1)la vente, l’achat et la location de terres ejidales et communales sont légalisés ;

2)les sociétés commerciales peuvent acquérir des terres ;

3)l’association entre ejidataires et investisseurs est autorisée, les premiers pouvant mettre leur terre en guise de capital ;

4)la répartition de terres est achevée et, avec elle, la réforme agraire dans son sens redistributif ;

5)le droit social agraire est abandonné au profit du droit commercial et civil.

La privatisation des ressources naturelles (terre, bois, eau)est justifiée en ce qu’elle est perçue comme le meilleur moyen pour une exploitation rationnelle des ressources, puisque l’absence de sécurité foncière empêche les investissements productifs. Pourtant, ce sont bien les grands éleveurs, les compagnies d’exploitation du bois et les multinationales qui ont déjà causé les plus graves dégâts sur les ressources naturelles. Quant aux ressources hydrauliques, en les affectant au plus offrant, on perd de vue les priorités de développement dans chaque région.

Remarquons aussi que le processus légal de délimitation et de titularisation est lent, ce qui freine les transactions. Les prix de la terre sont d’une grande diversité, ce qui témoigne d’une combinaison d’éléments économiques et subjectifs. Il est vrai aussi que la terre est 3 ou 4 fois plus chère au Mexique qu’aux Etats-Unis. Par ailleurs, les formes temporaires d’accès à la terre sont variées : location, rente, hypothèque, prêt, métayage sous diverses formes.

Le nouveau cadre législatif n’affecte pas tous les producteurs de la même manière. Les détenteurs de capitaux recherchent les meilleures terres, comme les transnationales bananières dans le Chiapas ou bien dans les districts irrigués du nord-est, où les terres ont été louées. Parallèlement, dans la dernière décennie, l’une des principales zones irriguées, La Laguna, a expulsé un tiers des paysans ejidataires et entièrement transformé le système de production. A l’autre extrême, se trouve la forêt Lacandona, dans le Chiapas, où a commencé la rébellion de l’Armée Zapatiste de Libération Nationale (EZLN).

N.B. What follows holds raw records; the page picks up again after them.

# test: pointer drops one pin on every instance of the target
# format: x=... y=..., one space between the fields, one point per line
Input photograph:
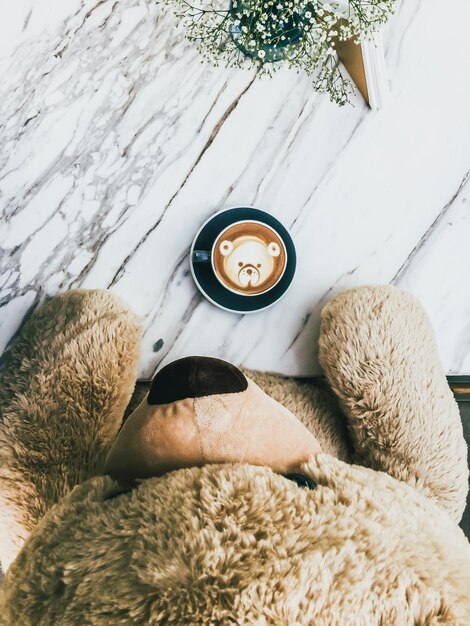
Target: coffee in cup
x=248 y=258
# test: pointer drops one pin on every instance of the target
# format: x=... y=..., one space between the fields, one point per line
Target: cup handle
x=201 y=256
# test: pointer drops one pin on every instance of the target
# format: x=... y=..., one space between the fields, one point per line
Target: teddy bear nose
x=195 y=377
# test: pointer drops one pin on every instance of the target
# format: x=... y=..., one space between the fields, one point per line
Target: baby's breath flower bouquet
x=270 y=33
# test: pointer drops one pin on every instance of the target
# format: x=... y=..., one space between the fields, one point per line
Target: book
x=365 y=63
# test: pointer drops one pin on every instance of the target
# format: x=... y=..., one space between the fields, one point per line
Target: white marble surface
x=116 y=143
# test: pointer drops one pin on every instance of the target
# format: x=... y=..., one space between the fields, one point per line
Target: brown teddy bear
x=214 y=505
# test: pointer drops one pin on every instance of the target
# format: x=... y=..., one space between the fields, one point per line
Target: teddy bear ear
x=226 y=247
x=274 y=249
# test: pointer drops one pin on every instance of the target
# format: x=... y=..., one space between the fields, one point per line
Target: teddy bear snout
x=195 y=377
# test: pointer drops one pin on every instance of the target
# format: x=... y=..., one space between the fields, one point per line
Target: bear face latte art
x=249 y=258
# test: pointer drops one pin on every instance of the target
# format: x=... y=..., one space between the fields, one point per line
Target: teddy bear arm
x=63 y=391
x=380 y=356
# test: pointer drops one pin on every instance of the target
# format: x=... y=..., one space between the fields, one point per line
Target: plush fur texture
x=380 y=356
x=63 y=390
x=235 y=544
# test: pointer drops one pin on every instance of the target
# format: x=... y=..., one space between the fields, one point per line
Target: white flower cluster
x=269 y=33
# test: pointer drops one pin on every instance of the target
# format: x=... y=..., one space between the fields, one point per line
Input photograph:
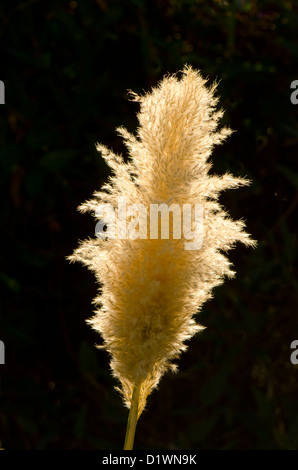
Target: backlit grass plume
x=152 y=288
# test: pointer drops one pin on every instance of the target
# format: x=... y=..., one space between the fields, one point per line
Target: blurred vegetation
x=67 y=66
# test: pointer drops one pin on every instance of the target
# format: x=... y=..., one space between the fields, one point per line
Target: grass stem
x=132 y=419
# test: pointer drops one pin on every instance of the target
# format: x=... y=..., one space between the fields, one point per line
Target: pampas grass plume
x=150 y=290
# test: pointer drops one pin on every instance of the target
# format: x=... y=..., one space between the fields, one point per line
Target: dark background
x=67 y=67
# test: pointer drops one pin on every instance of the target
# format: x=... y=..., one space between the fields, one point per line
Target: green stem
x=132 y=419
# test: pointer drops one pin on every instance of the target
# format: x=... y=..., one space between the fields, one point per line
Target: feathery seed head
x=151 y=289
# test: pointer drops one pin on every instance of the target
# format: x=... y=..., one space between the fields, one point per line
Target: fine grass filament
x=132 y=419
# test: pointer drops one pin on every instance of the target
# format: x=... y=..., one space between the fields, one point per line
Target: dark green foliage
x=67 y=67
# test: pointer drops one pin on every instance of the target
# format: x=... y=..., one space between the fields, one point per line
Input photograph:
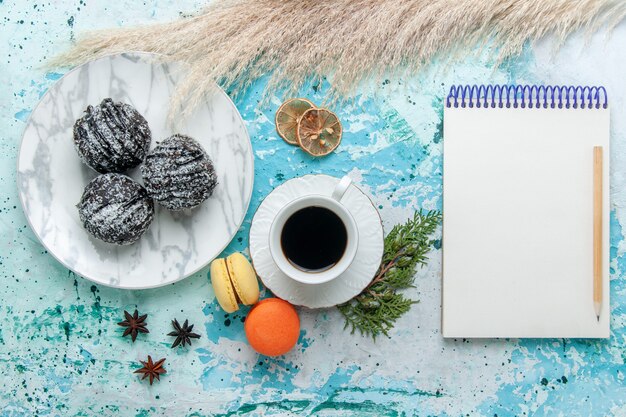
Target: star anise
x=134 y=324
x=151 y=369
x=183 y=333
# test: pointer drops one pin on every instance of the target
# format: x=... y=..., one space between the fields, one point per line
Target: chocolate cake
x=112 y=137
x=178 y=173
x=115 y=209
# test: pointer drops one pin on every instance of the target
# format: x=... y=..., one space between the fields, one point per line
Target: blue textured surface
x=61 y=353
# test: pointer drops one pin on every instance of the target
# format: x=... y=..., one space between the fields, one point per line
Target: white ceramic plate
x=51 y=177
x=351 y=282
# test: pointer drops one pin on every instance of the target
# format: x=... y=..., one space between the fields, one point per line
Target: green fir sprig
x=377 y=308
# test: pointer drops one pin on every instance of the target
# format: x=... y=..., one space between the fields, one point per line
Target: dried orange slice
x=318 y=132
x=287 y=117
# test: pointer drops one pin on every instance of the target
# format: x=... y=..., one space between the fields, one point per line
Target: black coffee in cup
x=314 y=239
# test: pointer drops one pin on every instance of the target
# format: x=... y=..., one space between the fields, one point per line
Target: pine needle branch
x=380 y=305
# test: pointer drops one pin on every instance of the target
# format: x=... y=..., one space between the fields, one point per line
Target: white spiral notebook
x=518 y=211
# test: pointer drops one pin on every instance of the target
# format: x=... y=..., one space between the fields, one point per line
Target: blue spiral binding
x=531 y=96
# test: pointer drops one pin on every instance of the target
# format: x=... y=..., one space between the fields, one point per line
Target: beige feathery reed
x=235 y=42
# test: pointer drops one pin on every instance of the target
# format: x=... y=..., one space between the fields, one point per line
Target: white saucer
x=351 y=282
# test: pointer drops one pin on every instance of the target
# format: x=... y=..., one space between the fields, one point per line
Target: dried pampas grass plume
x=235 y=42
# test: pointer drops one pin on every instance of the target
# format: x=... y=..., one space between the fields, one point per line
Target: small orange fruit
x=272 y=327
x=287 y=117
x=318 y=132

Là, les problèmes de démocratie et d’identité ethnique côtoient ceux de l’extrême pauvreté et des conditions d’asservissement par les grandes exploitations de la région qui étendent leur contrôle sur des superficies de plus en plus grandes.

Parmi les réclamations des mouvements sociaux actuels, se trouve l’accès à la terre, certes, mais aussi des revendications ethniques, politiques et sociales. Il semble essentiel de redéfinir le rôle des acteurs et, en particulier, la relation entre la société, l’Etat et le marché

Mots-clés

agriculture familiale, organisation paysanne, intervention de l’Etat, désengagement de l’Etat, politique foncière, réforme agraire, politique agricole, système agraire, communauté paysanne, libéralisme, prix des produits agricoles et alimentaires, écosystème, élevage, sylviculture, ALENA


, Mexique, Selva Lacandona, La Laguna, Sonora

Commentaire

La proposition la plus remarquable de ce texte est de réorienter le marché de la terre vers la création de petites exploitations, qui seraient certainement mieux adaptées pour satisfaire la demande alimentaire nationale, occuper la main-d’oeuvre rurale et préserver les ressources naturelles. Quant aux grands exploitants et aux entreprises multinationales, l’achat de terres ne semble pas être leur priorité, le coût et les risques étant trop élevés.

Notes

Colloque "Agricultures Paysannes et Question Alimentaire ", Chantilly, 20 - 23 Février, 1996.